Multireference Embedding and Fragmentation Methods for Classical and Quantum Computers: from Model Systems to Realistic Applications

TL;DR

This paper reviews recent advances in multireference embedding and fragmentation methods, highlighting their potential to enable accurate quantum chemistry modeling of large systems on classical and quantum computers.

Contribution

It introduces recent developments in multireference density matrix embedding and localized active space methods, bridging classical and quantum computational approaches.

Findings

Classical embedding methods have been extended to quantum computing.
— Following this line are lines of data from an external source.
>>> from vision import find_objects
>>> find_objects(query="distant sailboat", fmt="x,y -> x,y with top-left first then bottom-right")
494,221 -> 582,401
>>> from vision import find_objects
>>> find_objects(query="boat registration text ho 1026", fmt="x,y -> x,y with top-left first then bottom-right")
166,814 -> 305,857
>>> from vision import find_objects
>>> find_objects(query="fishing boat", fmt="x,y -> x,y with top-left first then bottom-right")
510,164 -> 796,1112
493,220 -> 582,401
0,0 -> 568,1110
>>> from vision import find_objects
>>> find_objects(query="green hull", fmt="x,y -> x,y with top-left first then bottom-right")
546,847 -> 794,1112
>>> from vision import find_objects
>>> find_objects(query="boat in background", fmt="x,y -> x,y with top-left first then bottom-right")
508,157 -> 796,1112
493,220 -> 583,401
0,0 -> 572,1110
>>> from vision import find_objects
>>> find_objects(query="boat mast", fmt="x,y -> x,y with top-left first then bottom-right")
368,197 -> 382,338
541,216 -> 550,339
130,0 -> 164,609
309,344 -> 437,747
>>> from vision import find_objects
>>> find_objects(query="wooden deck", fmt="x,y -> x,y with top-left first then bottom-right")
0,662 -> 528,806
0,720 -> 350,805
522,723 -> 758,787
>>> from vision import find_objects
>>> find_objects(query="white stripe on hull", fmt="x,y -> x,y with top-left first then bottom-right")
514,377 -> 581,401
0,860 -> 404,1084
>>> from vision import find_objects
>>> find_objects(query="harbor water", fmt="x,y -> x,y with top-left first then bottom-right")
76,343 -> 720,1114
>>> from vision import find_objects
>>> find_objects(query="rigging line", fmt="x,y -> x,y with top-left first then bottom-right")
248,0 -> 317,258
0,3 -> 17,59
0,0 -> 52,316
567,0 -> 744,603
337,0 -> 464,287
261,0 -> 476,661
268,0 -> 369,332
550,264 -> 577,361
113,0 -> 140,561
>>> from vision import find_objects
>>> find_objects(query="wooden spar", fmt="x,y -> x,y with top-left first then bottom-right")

Recent algorithms improve modeling of complex molecules and materials.

Potential for multireference methods to be applied to larger systems.

Abstract

One of the primary challenges in quantum chemistry is the accurate modeling of strong electron correlation. While multireference methods effectively capture such correlation, their steep scaling with system size prohibits their application to large molecules and extended materials. Quantum embedding offers a promising solution by partitioning complex systems into manageable subsystems. In this review, we highlight recent advances in multireference density matrix embedding and localized active space self-consistent field approaches for complex molecules and extended materials. We discuss both classical implementations and the emerging potential of these methods on quantum computers. By extending classical embedding concepts to the quantum landscape, these algorithms have the potential to expand the reach of multireference methods in quantum chemistry and materials.